Last month’s column pointed out the necessity of correct leg and foot alignment to prevent stress on ankles and knees. With jogging and sports, which increase vertical impact to these joints, proper alignment is even more important if strain or injury is to be avoided.
I mentioned that pronation is likely to occur when the pelvis tips forward, but a further explanation of why, in my view, pronation is so common can be useful to both doctors and patients in working to correct the problem. It is not one that normally afflicts animals, but happens with humans because of our upright posture.
When we stand with feet together, the femurs slant inward from the hip joints to the knees, unlike animals whose legs go straight down from their body. The natural tendency, therefore, is for our knees to continue the slant and to press inward when they bend. The pressure transfers to the inside of the feet and causes the pronation.
The femurs are vertical, however, when our feet are separated and directly below the hip joints. The knees can then be bent with thighs, lower legs and feet in alignment. As muscles become rebalanced, body weight and impact will be taken through the bone structure, and wear and tear on tendons and ligaments will be greatly reduced.
Increased resilience in the knees and ankles is another important consideration in preventing sports strains and injury. A certain “springiness” should exist to absorb the shock of landing and to provide rebound.
With respect to this, I cannot agree with the standard practice of rolling from heels to toes when jogging. While this is normal for walking, the faster movement of the feet in jogging keeps the ankles flexed and the anterior muscles of the tibia contracted. As these muscles become increasingly tighter, stress fracture of the tibia can be a resulting possibility. Coming down on the heels also makes for a “hard” landing, stopping the joints short and preventing a rebound that would reduce the force of impact.
A lighter and more resilient run will be had by landing on the ball of the foot with the heel touching momentarily thereafter. The heel then immediately lifts and the ball of the foot pushes off. This spring-like action of the foot and ankle allows the knees to slightly compress and release as well, and the combined action of the joints thrusts the body upward between steps. If the body is well supported – abdominals drawn in and the rib-cage lifted – the impact is further lessened. Together, joint resilience and supported body weight produce a “soft” landing which, along with proper alignment, will do much to prevent strains and joint damage.
The accompanying exercise rebalances muscles, increases resilience in the ankles and knees, stretches the Achilles tendons and contracts the Abductor hallucis muscles, lifting the arches.

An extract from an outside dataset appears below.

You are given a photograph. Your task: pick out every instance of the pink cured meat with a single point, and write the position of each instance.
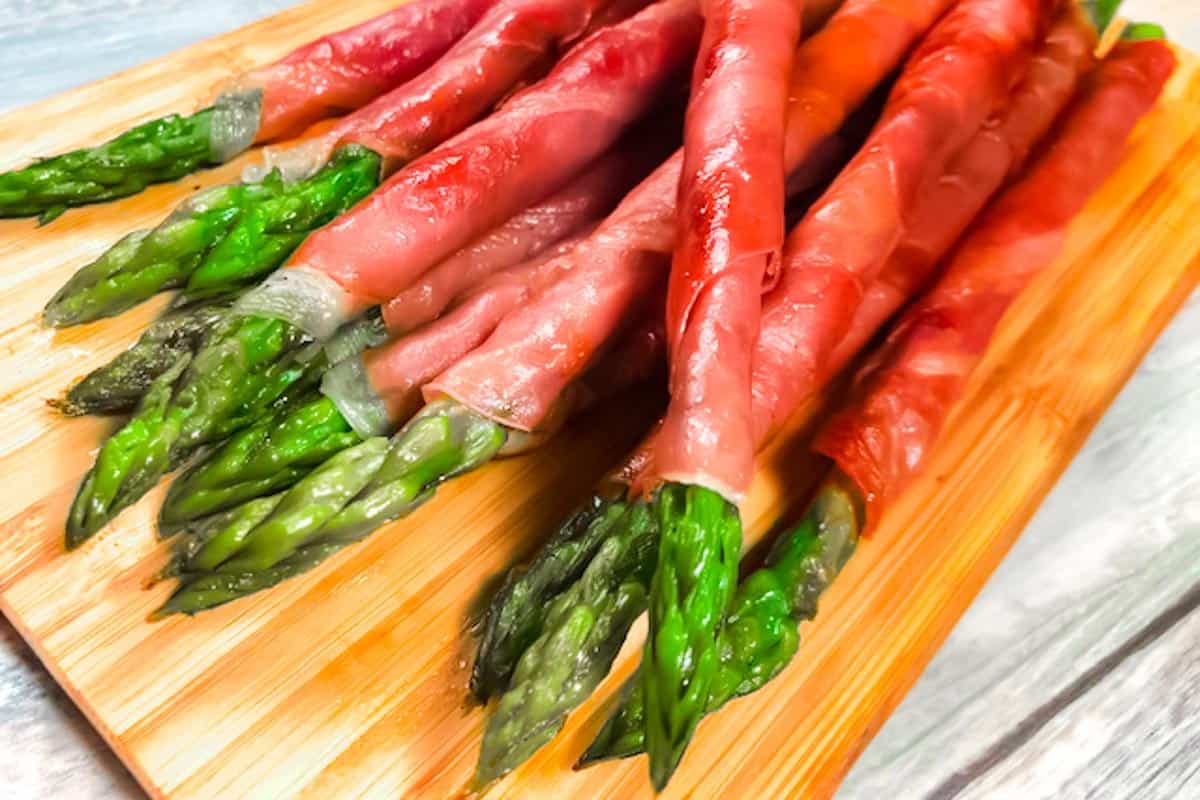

While these are important considerations for joggers or anyone involved in active sports, skiers may find today’s exercise and the one given last month of particular benefit.
To increase resilience in ankles and knees:
Stand facing a wall a good three feet away, feet under the hips with the second toe in line with the centre of the ankle and the ankles straight. Lean forward and place both hands against the wall.
Bend the knees, lifting the left heel slightly so the right shin presses forward over the toes. Keep the hips forward and the pressure on the ball of the foot with the toes flat.
Straighten the knees slightly and repeat the bend, lifting the right heel and pressing the left shin forward. Alternate slowly, pressing from one foot to the other and shifting the weight slightly, if necessary, to keep the knee over the foot. The hips, however, should move as little as possible to the side.
This exercise may jam the bones in the front of the ankle and produce some discomfort. The bending should therefore be done slowly so pressure into the joints is applied gradually. Over time, the discomfort should lessen or even disappear.
This will be my last column on what has been, predominantly, “bodywork.” What I have attempted to point out throughout is the need for as much attention to be given to the mechanical workings of the body and its structural requirements as has been placed on its cardiovascular needs.
There is a saying that we take better care of our cars than we do of our bodies. What we have neglected to do is consider what that care is. A car is not kept in good condition simply by driving it. It needs regular tune-ups and repair so each of its components works well and all mesh smoothly together. This is what makes the car fit to drive, ensuring both safety and performance that is trouble-free.
The same applies to the human body. Using the body in activities does not correct or improve those conditions that prevent its full and safe usage: tension, tight muscles, stiff joints, misalignment and lack of weight support. This is what “fit”ness is about: making the body fit to use. Cardiovascular activities can then be undertaken with more safety, pleasure and benefit to the body in its entirety.